Create a synthetic variable from a combination of weekday and hour. It is known that the chosen hour on Sunday is not the same as the same hour on Wednesday.
We create a synthetic variable: Hour on Weekday (HoW)
df2['combined_col'] = df2[['weekday_name', 'hour']].astype(str).apply('-'.join, axis=1)
df2['HoW'] = pd.Categorical(df2['combined_col']).codes
df2['HoW'].head(3)
We’ve created a synthetic variable that is a column containing the coded combination of day of the week and time. We can easily read this code.
df2[['HoW', 'weekday_name', 'hour']].head(4)

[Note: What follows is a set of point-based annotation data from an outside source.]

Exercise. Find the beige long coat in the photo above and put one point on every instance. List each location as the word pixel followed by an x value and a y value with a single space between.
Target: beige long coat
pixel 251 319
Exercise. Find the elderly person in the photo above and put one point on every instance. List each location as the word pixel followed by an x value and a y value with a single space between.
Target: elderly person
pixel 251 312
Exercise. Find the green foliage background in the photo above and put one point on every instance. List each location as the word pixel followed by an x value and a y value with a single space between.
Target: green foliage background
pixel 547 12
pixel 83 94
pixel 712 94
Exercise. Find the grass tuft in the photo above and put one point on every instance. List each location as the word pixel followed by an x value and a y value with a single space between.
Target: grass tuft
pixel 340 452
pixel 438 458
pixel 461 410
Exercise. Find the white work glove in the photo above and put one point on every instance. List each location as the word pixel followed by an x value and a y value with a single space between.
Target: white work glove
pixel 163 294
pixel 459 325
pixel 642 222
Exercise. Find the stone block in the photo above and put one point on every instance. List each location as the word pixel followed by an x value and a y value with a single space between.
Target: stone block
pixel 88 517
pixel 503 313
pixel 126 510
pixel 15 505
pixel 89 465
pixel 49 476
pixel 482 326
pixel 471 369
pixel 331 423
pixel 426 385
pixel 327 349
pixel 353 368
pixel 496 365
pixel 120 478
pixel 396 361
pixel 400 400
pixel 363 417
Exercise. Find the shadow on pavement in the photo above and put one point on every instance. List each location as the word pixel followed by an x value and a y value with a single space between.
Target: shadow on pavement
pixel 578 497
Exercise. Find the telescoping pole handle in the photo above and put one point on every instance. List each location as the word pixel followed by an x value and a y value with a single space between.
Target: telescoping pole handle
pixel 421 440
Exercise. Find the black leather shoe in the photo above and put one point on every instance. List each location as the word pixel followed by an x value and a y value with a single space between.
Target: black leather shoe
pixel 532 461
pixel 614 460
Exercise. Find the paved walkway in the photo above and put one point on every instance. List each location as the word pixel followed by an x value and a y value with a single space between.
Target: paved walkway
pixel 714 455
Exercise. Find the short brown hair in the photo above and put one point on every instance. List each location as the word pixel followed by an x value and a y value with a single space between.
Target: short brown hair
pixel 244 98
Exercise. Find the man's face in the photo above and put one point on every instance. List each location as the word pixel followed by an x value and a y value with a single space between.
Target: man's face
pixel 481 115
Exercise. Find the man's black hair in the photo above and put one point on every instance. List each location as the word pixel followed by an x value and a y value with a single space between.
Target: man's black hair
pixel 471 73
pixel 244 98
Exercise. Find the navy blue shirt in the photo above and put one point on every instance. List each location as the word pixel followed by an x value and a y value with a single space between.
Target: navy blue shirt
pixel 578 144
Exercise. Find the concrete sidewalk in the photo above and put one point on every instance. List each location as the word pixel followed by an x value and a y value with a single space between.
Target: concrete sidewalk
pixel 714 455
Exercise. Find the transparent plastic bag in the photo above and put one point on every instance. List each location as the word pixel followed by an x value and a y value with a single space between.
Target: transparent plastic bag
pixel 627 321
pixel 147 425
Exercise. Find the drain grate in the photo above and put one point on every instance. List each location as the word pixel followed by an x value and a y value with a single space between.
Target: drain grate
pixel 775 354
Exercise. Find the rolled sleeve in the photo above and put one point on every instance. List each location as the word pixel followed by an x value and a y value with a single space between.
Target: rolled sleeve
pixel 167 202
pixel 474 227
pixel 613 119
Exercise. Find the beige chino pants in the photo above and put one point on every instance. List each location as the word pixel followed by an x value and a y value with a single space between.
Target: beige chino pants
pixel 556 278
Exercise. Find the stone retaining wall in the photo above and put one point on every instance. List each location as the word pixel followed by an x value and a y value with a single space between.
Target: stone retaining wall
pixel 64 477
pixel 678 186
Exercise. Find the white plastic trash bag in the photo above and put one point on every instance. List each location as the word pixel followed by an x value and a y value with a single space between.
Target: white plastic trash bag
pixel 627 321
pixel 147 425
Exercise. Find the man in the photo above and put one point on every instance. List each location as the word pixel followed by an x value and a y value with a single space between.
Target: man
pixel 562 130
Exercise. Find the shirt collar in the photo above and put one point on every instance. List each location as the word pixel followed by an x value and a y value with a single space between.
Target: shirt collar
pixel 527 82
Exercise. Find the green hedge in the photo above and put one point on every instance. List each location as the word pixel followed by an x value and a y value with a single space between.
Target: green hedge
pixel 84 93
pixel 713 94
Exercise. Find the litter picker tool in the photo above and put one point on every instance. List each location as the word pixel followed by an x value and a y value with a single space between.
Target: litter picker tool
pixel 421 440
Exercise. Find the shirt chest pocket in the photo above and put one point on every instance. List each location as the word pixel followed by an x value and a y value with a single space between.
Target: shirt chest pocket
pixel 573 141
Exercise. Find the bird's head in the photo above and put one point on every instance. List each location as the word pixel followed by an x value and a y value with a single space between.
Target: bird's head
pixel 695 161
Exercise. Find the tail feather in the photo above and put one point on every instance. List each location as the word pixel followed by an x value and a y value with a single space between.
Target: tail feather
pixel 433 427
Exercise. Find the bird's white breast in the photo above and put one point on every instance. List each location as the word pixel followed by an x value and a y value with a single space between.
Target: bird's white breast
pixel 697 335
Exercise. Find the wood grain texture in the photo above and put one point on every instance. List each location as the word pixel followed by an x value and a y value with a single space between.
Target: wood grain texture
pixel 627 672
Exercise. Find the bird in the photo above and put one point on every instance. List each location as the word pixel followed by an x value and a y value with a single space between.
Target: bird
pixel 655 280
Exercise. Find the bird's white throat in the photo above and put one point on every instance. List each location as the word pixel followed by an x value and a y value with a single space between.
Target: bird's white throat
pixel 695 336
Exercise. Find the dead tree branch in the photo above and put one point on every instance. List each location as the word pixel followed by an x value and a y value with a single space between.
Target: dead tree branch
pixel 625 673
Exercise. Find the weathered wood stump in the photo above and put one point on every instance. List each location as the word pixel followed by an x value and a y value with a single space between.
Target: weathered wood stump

CORREL = df2.corr().sort_values('Occupancy')
CORREL['Occupancy'].to_frame().sort_values('Occupancy')
Now I am adding a new synthetic variable to the linear regression model of the sklearn.
X = df2[['month', 'hour', 'weekday','HoW'] ].values
y = df2['Occupancy'].values
from sklearn.model_selection import train_test_split
from sklearn.linear_model import LinearRegression
X_train, X_test, y_train, y_test = train_test_split(X, y, test_size=0.2, random_state=0)
regressor = LinearRegression()
regressor.fit(X_train, y_train)
import numpy as np
y_pred = regressor.predict(X_test)
y_pred = np.round(y_pred, decimals=2)
from sklearn import metrics
print('Mean Squared Error: ', metrics.r2_score(y_test, y_pred))
As we can see, the introduction of a synthetic variable slightly improved the quality of the model.